What Italy’s government is hoping is that with the advent of the Jobs Act more businesses in Italy will start offering potential employees permanent contracts of employment instead of intrinsically unstable VAT registration based employment and temporary work contracts. To encourage this, businesses taking on more permanent staff in 2015 will be exempt from paying INPS pensions contributions for up to three years though these contributions are capped at €8,060 a year. However, businesses will do calculations and the results will determine which contract is likely to keep or increase profit margins.
Complicating matters is the fact that Italy’s businesses will still have to manage existing permanent contract employees having regard to previous complex and costly legislation. In other words, the previsions of the former employment law will still work to prevent businesses in Italy from downsizing (or sacking under-performing workers) and this means they may still opt for the nuclear option – closure which, of course, entails the loss of all jobs.

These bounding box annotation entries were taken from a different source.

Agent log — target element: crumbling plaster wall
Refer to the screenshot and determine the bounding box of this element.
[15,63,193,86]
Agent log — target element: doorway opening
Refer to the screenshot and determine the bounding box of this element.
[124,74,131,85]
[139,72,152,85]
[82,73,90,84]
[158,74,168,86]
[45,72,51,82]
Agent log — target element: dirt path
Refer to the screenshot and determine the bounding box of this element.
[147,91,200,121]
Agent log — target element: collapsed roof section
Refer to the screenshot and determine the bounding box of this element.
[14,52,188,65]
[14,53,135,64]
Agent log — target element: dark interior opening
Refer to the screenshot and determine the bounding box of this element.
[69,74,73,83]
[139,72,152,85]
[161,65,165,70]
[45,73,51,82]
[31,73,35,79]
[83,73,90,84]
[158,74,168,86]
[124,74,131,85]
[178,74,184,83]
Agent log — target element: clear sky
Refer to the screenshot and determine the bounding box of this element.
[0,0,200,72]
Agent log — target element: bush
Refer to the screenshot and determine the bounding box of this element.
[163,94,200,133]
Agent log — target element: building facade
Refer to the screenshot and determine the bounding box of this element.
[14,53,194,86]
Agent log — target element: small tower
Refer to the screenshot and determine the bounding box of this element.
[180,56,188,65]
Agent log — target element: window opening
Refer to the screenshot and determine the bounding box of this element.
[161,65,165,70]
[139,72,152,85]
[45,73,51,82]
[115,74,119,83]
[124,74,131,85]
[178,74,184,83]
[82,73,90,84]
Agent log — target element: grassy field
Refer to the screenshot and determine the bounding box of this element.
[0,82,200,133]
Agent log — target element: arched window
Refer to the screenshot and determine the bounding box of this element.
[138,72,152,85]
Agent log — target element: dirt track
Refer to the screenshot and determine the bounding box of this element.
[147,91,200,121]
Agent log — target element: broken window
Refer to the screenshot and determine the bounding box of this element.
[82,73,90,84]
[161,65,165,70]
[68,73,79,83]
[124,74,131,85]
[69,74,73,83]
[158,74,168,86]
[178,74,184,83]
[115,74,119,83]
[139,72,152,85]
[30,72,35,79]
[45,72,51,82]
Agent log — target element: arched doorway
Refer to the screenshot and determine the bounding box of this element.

On the other hand, businesses in Italy which are considering expansion, perhaps to meet increased export demand, should be able be to do so more easily. The question remains whether they will offer new workers permanent contracts of employment or one of the alternatives. Cost will be the deciding factor.
One rather curious aspect of the Jobs Act is the very limited number of businesses in Italy which stand to benefit from this reform. 98% of businesses in Italy employ fewer than 15 employees and these very small businesses were never affected by legislative restrictions on downsizing and could dismiss staff relatively easily too. For these businesses the Jobs Act will make little, if any, difference though it might encourage some of them to expand.
The Union View
Italy’s unions are not at all happy with the Jobs Act which, they argue, risks rendering employment even less stable than it is now. In actual fact though, employment in Italy will become no less stable than it is in the United Kingdom but still more stable than it is in the United States which, as you may have noted, appears to be dragging itself out of the crisis.
Will the Jobs Act alone help kick start Italy’s economy? Probably not but one could be wrong. Let’s see what the situation is six months from now.
One is still erring towards the previously expressed view that Italy’s Jobs Act is largely a waste of time.